The new factory floor. Photographer: Dave Martin/Bloomberg
The new factory floor. Photographer: Dave Martin/Bloomberg

In a move sure to confuse anyone who remembers the warnings over the North American Free Trade Agreement, Ford Motor Co. says it will be moving production of its F-650 and F-750 pickup trucks from Escobedo, Mexico, to Avon Lake, Ohio. This may seem like a triumph for U.S. competitiveness, but as usual, the truth about modern American manufacturing is more complex.

For one thing, Ford won’t be adding any jobs in the U.S. The plant in Ohio currently makes E-series vans and will be repurposed to make the industrial pickups. Shifting production away from the Escobedo plant means that Ford won’t have to share profits with its current joint-venture partner, which may come at the cost of jobs in Mexico.
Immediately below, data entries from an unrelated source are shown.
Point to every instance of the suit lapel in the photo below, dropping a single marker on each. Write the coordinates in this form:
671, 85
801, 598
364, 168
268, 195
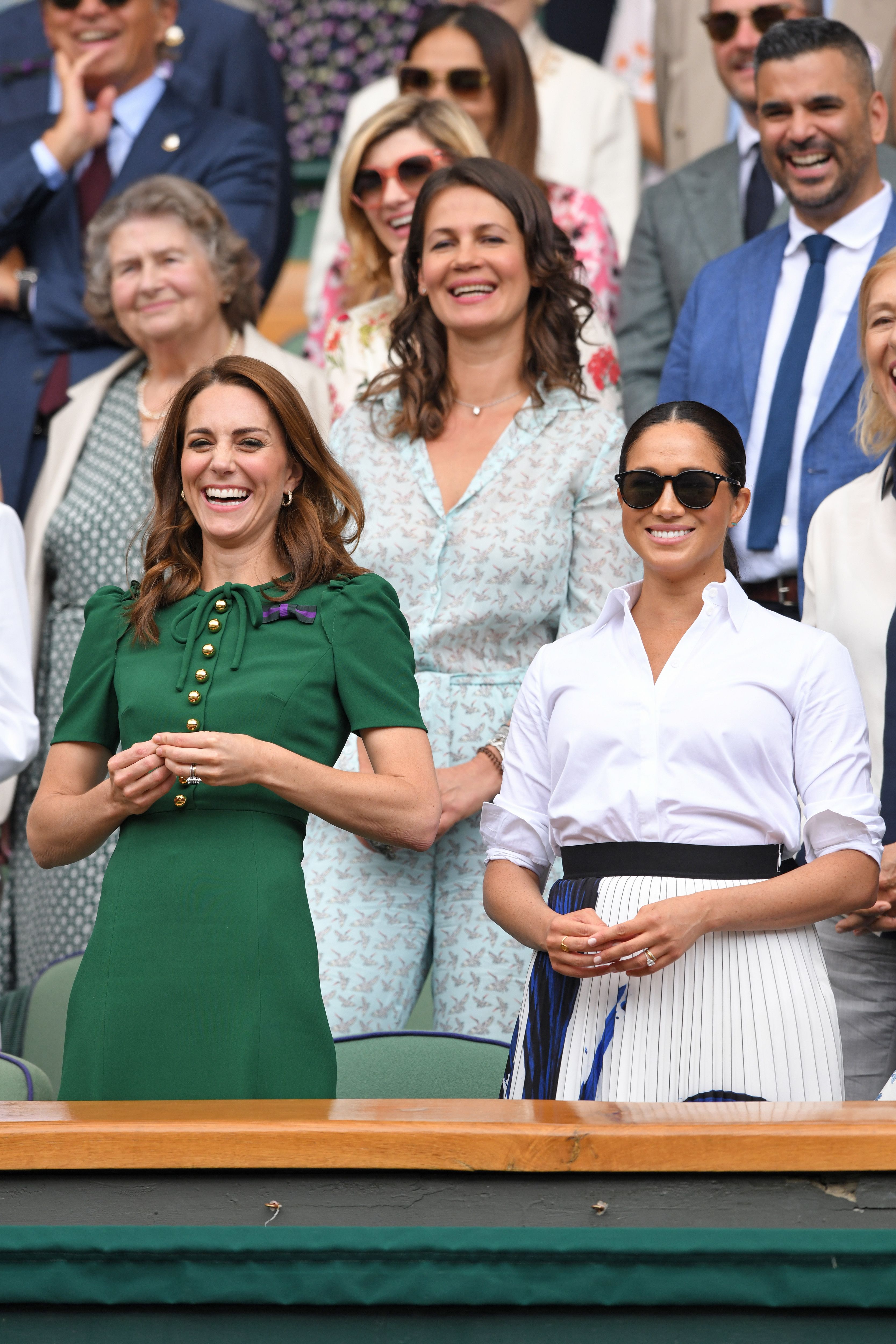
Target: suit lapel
845, 365
758, 283
171, 116
712, 205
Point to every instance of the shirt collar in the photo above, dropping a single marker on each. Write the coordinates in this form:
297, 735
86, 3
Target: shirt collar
747, 139
729, 596
131, 111
855, 230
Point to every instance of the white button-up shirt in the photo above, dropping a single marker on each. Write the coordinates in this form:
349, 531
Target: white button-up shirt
855, 241
751, 714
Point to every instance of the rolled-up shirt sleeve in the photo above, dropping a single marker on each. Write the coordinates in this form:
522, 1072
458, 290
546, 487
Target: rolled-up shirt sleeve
832, 760
516, 826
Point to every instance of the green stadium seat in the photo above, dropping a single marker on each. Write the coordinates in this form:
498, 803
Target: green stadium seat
21, 1081
45, 1031
418, 1064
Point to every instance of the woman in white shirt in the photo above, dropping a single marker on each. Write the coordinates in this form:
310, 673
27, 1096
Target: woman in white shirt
664, 752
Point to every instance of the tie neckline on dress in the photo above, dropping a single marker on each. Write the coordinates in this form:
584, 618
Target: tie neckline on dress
246, 601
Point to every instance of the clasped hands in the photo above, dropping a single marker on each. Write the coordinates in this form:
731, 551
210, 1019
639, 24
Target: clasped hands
146, 772
582, 945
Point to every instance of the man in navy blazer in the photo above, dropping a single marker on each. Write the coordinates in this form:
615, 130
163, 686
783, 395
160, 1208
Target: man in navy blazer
116, 109
769, 333
214, 56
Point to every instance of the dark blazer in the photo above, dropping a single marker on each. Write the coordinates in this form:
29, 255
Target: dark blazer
716, 353
234, 159
686, 221
224, 62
The move does preserve the 1,600 jobs of the people who currently work at the Avon Lake plant, fulfilling an agreement Ford had made with the United Auto Workers union. Still, none of these things is likely to boost economic activity much.

While Ford’s workers will get to keep their well-paying jobs, a lot of the recent manufacturing growth in the U.S. has been made possible by companies finding ways to pay workers less than they used to. Consider Nissan Motor Co.'s plant in Smyrna, Tennessee.
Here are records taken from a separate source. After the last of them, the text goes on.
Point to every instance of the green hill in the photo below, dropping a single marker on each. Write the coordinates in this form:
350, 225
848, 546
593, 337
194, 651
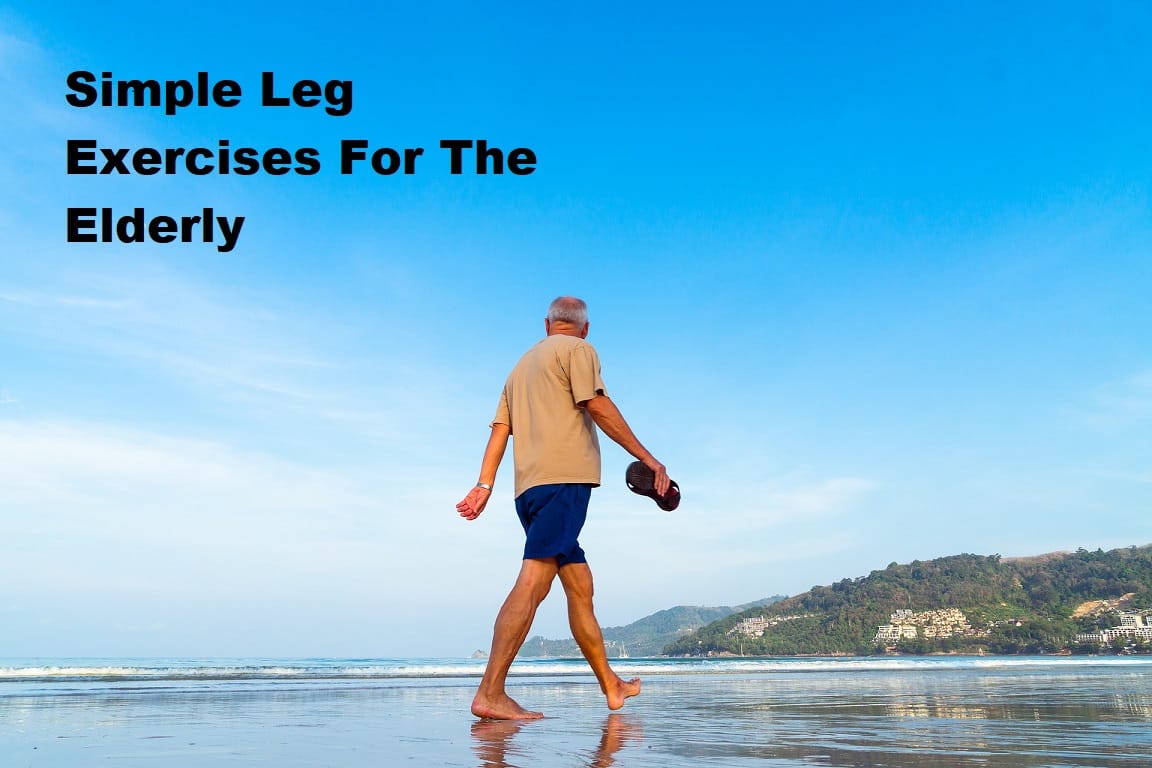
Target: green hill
645, 637
1033, 605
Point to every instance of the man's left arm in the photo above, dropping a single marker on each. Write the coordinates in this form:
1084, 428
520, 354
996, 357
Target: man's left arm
612, 421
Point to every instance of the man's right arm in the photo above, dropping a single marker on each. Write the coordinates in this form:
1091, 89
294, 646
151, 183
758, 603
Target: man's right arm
477, 499
612, 421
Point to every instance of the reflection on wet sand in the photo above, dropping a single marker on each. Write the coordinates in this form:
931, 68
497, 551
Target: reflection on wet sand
494, 744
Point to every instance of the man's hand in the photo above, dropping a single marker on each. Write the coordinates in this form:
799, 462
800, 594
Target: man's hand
661, 480
474, 503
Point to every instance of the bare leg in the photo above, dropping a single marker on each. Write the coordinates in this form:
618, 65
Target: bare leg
577, 582
510, 631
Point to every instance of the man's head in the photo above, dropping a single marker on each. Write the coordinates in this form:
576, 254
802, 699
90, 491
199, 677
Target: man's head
567, 314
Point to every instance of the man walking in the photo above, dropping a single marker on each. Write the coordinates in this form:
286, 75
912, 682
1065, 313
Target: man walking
551, 405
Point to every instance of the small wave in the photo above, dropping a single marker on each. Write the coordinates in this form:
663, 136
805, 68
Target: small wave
336, 669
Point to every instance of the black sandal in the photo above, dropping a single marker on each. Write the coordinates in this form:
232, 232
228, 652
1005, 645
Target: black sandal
642, 480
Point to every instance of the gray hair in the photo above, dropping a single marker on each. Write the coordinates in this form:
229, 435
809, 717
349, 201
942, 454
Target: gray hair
568, 309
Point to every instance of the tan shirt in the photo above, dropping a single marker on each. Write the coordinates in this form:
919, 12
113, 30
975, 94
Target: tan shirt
554, 440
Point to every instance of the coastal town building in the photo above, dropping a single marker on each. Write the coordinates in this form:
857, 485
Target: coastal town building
757, 625
1134, 625
930, 624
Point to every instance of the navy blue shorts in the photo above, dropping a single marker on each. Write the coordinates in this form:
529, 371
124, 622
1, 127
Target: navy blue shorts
552, 516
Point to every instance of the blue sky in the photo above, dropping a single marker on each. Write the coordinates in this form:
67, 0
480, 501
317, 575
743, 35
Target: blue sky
872, 282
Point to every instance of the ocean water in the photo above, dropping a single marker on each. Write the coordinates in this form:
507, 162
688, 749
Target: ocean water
866, 712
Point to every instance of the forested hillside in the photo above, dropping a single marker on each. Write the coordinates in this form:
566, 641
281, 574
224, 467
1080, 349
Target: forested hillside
1010, 606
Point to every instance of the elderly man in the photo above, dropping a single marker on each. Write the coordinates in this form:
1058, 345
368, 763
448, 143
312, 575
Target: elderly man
551, 405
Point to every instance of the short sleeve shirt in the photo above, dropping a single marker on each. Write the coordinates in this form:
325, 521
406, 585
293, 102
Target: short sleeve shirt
554, 440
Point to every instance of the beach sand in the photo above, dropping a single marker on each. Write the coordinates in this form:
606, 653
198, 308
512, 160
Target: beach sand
916, 720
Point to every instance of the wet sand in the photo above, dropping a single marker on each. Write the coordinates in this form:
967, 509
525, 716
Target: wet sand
953, 719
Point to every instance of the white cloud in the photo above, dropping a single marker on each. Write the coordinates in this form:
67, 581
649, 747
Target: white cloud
1121, 403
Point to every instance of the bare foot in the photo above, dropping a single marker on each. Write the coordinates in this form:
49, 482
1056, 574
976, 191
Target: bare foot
501, 708
622, 690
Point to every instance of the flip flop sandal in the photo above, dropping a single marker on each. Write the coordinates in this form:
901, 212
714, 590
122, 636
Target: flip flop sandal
642, 480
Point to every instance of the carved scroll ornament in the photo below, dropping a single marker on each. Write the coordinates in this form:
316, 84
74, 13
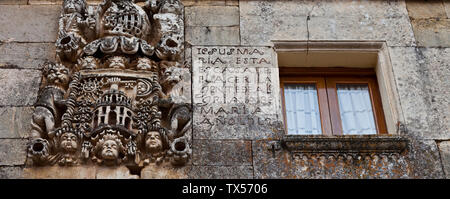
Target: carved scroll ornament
108, 100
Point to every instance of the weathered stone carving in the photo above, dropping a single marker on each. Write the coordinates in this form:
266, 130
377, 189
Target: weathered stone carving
108, 100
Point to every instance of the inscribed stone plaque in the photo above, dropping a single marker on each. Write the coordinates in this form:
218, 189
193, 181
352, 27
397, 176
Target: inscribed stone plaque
235, 92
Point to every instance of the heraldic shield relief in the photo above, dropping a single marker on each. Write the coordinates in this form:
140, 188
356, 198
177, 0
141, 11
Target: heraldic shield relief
112, 97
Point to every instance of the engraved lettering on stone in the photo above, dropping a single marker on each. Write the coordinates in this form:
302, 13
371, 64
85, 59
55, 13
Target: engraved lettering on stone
108, 99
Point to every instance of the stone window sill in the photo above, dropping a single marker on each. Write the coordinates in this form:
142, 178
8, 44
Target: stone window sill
344, 144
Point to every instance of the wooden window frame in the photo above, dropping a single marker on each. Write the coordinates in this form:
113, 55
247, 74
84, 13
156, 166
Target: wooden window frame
326, 80
322, 99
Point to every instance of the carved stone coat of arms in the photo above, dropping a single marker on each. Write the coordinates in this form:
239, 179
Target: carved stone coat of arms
111, 97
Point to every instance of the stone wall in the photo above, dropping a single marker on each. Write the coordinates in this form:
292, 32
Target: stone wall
417, 34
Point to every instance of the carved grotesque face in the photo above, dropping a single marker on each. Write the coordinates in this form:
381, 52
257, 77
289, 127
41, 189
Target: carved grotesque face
169, 7
171, 76
110, 150
73, 6
117, 62
58, 75
146, 64
153, 142
69, 142
88, 63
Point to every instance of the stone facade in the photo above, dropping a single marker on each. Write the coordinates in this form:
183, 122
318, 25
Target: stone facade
230, 78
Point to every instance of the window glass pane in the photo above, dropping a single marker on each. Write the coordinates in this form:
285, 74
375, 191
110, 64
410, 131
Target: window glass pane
356, 109
302, 109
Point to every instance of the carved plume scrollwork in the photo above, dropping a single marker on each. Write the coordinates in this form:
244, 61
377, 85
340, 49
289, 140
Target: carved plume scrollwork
108, 100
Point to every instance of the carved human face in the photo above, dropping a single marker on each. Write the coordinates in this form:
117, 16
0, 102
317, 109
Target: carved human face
73, 6
145, 64
110, 150
88, 63
69, 142
169, 7
58, 75
153, 142
171, 76
117, 62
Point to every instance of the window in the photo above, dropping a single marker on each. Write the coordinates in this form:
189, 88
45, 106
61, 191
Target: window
331, 101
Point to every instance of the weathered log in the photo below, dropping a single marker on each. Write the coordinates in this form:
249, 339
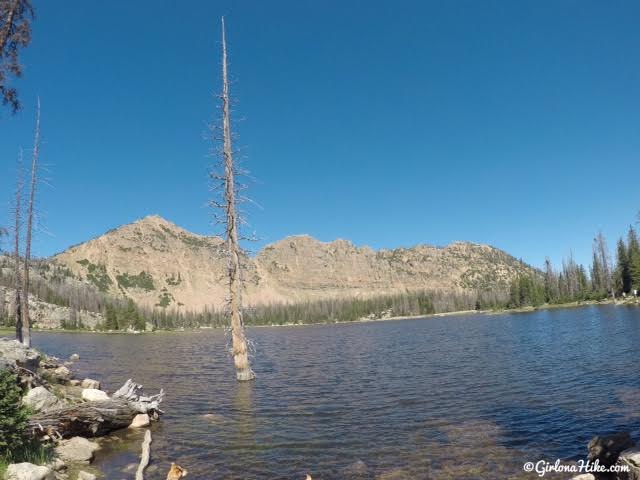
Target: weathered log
144, 458
97, 418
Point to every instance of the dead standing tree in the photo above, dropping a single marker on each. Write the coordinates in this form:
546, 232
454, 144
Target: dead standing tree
26, 321
17, 308
230, 219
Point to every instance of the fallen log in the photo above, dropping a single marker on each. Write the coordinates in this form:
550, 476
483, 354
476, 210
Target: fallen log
97, 418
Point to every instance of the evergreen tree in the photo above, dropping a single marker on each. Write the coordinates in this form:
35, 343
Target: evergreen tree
13, 414
633, 255
110, 318
551, 287
622, 277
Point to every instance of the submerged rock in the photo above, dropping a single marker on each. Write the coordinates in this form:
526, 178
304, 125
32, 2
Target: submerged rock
14, 352
357, 470
94, 395
140, 420
29, 471
607, 448
77, 449
40, 399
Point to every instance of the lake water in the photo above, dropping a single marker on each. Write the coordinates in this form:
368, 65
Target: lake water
460, 397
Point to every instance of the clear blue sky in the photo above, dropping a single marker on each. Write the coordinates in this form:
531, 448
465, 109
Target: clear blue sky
513, 123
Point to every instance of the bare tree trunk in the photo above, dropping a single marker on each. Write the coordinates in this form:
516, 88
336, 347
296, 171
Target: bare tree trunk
239, 341
26, 321
16, 252
97, 418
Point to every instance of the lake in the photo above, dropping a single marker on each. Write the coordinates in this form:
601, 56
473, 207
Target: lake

The workers there are divided into two tiers: those who work directly for Nissan and those who work as contractors with lower pay, fewer benefits and less job security. Even the U.S. carmakers traditionally dominated by the UAW have adopted the two-tier model to save money on labor costs, much to the chagrin of new employees who are paid far less than their better-paid counterparts.

In many cases, of course, the alternative to a lower-tier manufacturing job is displacement by machines, which helps explain why the output of the U.S. manufacturing sector continues to rise even as the number of people working in manufacturing continues to fall.

At the same time machines are relieving workers of many menial occupations (although not all of them), we’re also living in a time of renewed interest in artisanal production. I recently got to tour the tiny factory at Dandelion Chocolate, which prides itself on how much human labor is required to create its delicious bars.

At Dandelion, each bag of cacao beans is hand-sorted by specialists who are trained to spot defects that would be very difficult for a machine to detect, such as cracks and insect eggs. Many of the beans end up being composted rather than sent to the roaster. The result of all of this fanatical dedication to purity is an unusually rich collection of flavors, although they obviously cost far more than industrially manufactured chocolate bars.

As wages rise in other countries and machines become more sophisticated, we’ll probably hear more stories about manufacturing coming back to the U.S., although we shouldn’t overstate the benefits of these shifts for American workers.

The real future of U.S. manufacturing, at least as a source of employment, may very well be rooted in more old-fashioned techniques. Right now, artisanal products are a tiny portion of the market for manufactured goods and employ very few people. But I wouldn’t be surprised if that changed.